Before you start packing the family and outdoor gear and planning a trip to The Grand Canyon or giving up hope because you have no intention of going to The Grand Canyon, remember that the mysteries of a ravine at the end of your road, or a special tree in your own yard, is equally if not more delightful to a young child than the known wonders of the earth.

Parents do not need to “teach” their children to inspire an appreciation of nature. Observing a simple march of ants can arouse wonder. Skipping stones in a stream or picking up stones to count worms after a rain is in itself an education.

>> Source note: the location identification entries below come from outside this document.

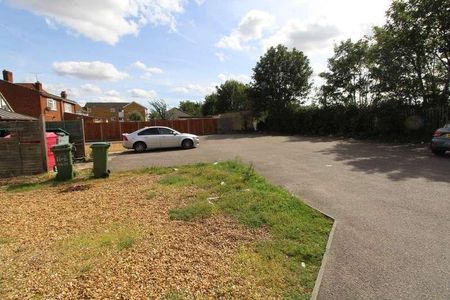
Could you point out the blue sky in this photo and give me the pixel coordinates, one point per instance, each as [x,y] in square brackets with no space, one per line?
[139,50]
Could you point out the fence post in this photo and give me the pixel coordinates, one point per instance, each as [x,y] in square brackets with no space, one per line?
[43,144]
[84,137]
[101,131]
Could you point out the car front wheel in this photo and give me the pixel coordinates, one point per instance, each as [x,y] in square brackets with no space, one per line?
[187,144]
[139,147]
[438,151]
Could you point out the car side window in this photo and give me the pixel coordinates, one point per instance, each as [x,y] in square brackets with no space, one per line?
[149,131]
[165,131]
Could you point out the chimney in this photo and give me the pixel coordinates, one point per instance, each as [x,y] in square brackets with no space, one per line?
[7,76]
[38,86]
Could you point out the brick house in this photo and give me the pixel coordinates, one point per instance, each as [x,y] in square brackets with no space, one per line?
[31,99]
[115,111]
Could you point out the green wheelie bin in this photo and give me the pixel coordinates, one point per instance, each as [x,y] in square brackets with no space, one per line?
[100,158]
[64,161]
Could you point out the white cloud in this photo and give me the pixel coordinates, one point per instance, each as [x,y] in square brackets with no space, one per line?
[148,71]
[106,20]
[239,77]
[91,88]
[107,99]
[303,36]
[250,28]
[57,88]
[221,56]
[195,89]
[139,93]
[95,70]
[112,93]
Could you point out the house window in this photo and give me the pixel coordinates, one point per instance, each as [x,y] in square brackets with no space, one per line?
[68,107]
[3,104]
[51,104]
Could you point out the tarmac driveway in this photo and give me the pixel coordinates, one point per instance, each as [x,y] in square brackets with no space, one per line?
[392,205]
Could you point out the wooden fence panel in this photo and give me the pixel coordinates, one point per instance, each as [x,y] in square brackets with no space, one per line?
[21,153]
[209,126]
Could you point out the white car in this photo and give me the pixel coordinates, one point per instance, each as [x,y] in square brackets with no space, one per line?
[158,137]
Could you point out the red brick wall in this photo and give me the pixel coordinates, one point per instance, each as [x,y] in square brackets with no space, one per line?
[52,115]
[22,100]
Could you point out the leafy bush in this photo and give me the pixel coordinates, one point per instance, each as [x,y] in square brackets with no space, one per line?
[385,120]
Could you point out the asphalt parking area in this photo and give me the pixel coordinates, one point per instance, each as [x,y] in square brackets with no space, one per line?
[392,205]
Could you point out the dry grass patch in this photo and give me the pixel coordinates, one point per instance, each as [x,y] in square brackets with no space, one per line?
[158,233]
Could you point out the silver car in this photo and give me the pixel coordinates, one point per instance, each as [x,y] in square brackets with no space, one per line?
[156,137]
[440,143]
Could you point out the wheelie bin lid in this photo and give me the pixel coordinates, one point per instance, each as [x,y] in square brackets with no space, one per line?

Hiking is a wonderful vehicle for experiencing the natural world. However, the migration of one parent can become the forced march of a child. Be careful to introduce the excursion rather than push it. Make it a mutual adventure. “Come outside with me” or, “Let’s go hiking” may not sound that interesting but “Let’s find rocks to build a fort” or “Let’s see who can climb the biggest rock” offers much more possibility.

Gardening is another great way to introduce children to what the earth can do. Often children are more likely to eat things they have grown themselves that they would not otherwise eat.

Many parents express concern when they see their children “doing nothing.” Alone time can actually be quite rewarding as children can get to know themselves, their strengths and their desires on a deeper level. Avoid telling children that they shouldn’t dream or look out the window sometimes. How else can they truly appreciate the magnificence of nature without the occasional idleness?

For single parents there are many nature organizations and online groups that encourage single parent family participation.

Make a list with your child of what you really like to do. The answers may surprise you. Many children will say that it is time outside in organized sports that they really love. Reevaluate your schedule to accommodate what you really like to do.

Get input from schools, nature organizations and friends. First of all, get outside!